Here is the $3.00 oddball little beastie, as I found it. I have no idea what would have driven it in normal use. It's a freestanding unit with a 1/4 inch drive shaft which appears to be used in a chuck of some sort. 







After a little clean up, I had a peek at the internals and found it was a "scotch yoke drive instead of gears. Nice, since it's a sturdy mechanical engagement and pretty easy to repair if things go pear shaped sometime in the future.






After a bit of study, I decided the existing shaft was a little short to safely chuck in the lathe without the jaws striking the body, so I rummaged in my newly organized tool boxes and grabbed a small flea market find I had picked up a couple of months back.

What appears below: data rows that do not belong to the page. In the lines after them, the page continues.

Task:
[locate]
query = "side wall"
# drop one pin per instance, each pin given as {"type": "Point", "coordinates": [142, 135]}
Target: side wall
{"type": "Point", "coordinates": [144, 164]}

It's a small 1/4 inch drill chuck with a straight arbor which is about 2 inches long. It's a beautiful fit and it added just enough extra length to make things feel a little more safe.






Here is the little unit positioned on the lathe bed and chucked up for a test run. I tried it with the base plate on top, but that configuration raised the proposed work surface a little higher than felt comfortable. By rotating the assembly 180° it lowered the work zone and mated up perfectly to the 1/2" aluminum bar stock that will probably form the new base. This added a lot of stability and killed the little bit of existing vibration in the system.






The photo shows the elevation of the proposed work surface. The plan is to front hinge it so that filing an angle will be as simple as adjusting the table to the required degree and locking it in position. The table will also be longer to the right, in order to give a bit of extra working room. If you look closely, there is a small chip shield sitting on the chuck end of the table. This will be mounted on the right edge and will provide some protection from the spinning chuck. The larger shield on the lathe can also be brought into play if needed.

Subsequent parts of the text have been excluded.